Euskaltel-Euskadi has its own community connections. Euskaltel, the telephone company owned by the Basque regional government and local public banks, is the main sponsor. The Fundacion Euskadi provides the other half of the budget, which comes entirely from over 2,400 Basque cycling fans and various local companies. The team is essentially a regional team supported by the Basque community.
To maintain community support, to give back to its supporters, and to perhaps find the stars of the future, the team supports local schools by teaching cycling skills to kids from age seven, funds a mountainbike school, supports up to a dozen local junior riders with pro-level facilities, and also has agreements with several Spanish amateur teams (as well as its own feeder team) to give up-and-coming amateurs opportunities to progress their careers.

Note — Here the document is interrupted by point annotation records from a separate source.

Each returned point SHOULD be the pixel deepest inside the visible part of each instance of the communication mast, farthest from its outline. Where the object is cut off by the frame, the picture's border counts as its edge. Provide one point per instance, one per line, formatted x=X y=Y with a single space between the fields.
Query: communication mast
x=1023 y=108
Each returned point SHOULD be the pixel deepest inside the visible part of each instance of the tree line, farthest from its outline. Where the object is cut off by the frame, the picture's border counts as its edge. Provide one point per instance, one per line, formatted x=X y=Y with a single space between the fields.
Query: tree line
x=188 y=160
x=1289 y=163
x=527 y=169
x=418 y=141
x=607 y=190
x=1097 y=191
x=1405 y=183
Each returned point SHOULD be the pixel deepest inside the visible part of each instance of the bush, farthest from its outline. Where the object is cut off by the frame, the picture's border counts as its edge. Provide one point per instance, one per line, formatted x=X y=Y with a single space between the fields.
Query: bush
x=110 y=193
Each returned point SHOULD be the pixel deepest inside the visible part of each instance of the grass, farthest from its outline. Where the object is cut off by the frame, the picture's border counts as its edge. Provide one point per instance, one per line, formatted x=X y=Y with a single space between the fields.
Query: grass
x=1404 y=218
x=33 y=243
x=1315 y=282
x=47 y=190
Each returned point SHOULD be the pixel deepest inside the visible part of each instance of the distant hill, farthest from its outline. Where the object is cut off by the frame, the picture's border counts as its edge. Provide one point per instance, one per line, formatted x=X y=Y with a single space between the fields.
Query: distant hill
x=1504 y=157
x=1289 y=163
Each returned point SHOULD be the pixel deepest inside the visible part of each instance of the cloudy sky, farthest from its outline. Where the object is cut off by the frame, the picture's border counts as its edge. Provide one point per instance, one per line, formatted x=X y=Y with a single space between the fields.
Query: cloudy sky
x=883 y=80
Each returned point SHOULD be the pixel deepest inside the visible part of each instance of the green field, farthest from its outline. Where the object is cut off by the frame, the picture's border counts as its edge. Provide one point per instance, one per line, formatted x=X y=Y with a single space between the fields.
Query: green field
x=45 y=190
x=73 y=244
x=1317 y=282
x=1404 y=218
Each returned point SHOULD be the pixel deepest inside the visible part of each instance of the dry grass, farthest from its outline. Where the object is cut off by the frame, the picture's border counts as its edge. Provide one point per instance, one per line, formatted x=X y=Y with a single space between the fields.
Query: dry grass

One only needs to witness the feverish support of Basque fans at races that pass through their countryside and cities to see how their passion sustains local cycling, as well as the loyalty that having their own cycling team can engender.
A cooperative future?
The MCC is very careful in answering the question as to whether its cooperative system is an alternative to capitalist methods of ownership and production.
“We have no pretensions in this area,” it says on its website. “We simply believe that we have developed a way of making companies more human and participatory. It is an approach that, furthermore, fits in well with the latest and most advanced management models, which tend to place more value on workers themselves as the principal asset and source of competitive advantage of modern companies.”
In support of its case, the MCC points to studies showing higher per capita income, lower unemployment, and a ‘fairer’ distribution of wealth in the region in which it operates. Its cooperative model has been subject to numerous studies, and the growth of the network has had many controversies as the sheer scale of its endeavours has increased. Debates over its successes and failures, and possibly its compromises from its ideals, will be ongoing.
Orbea is at the tip of the cooperative iceberg, which represents an alternative business model to unfettered capitalism. The company also contributes to the community of Basque cycling, to regional passion for the sport, and to its future development. These seem like values worth supporting.
That’s not to say that Orbea is any better than any other cycling company, a debate beyond the scope of this overview. But the company has an identity based on specific principles. Like any consumer choice, buyers are free to reach their own conclusions whether or not such factors are important, just as others will draw their own conclusions about a fellow rider’s choice of ride, jersey, or product association.
Still, when I swing my leg over my bike I am thinking about the principles associated with its inception and I’m happy to be associated with its identity. Plus, I really like orange.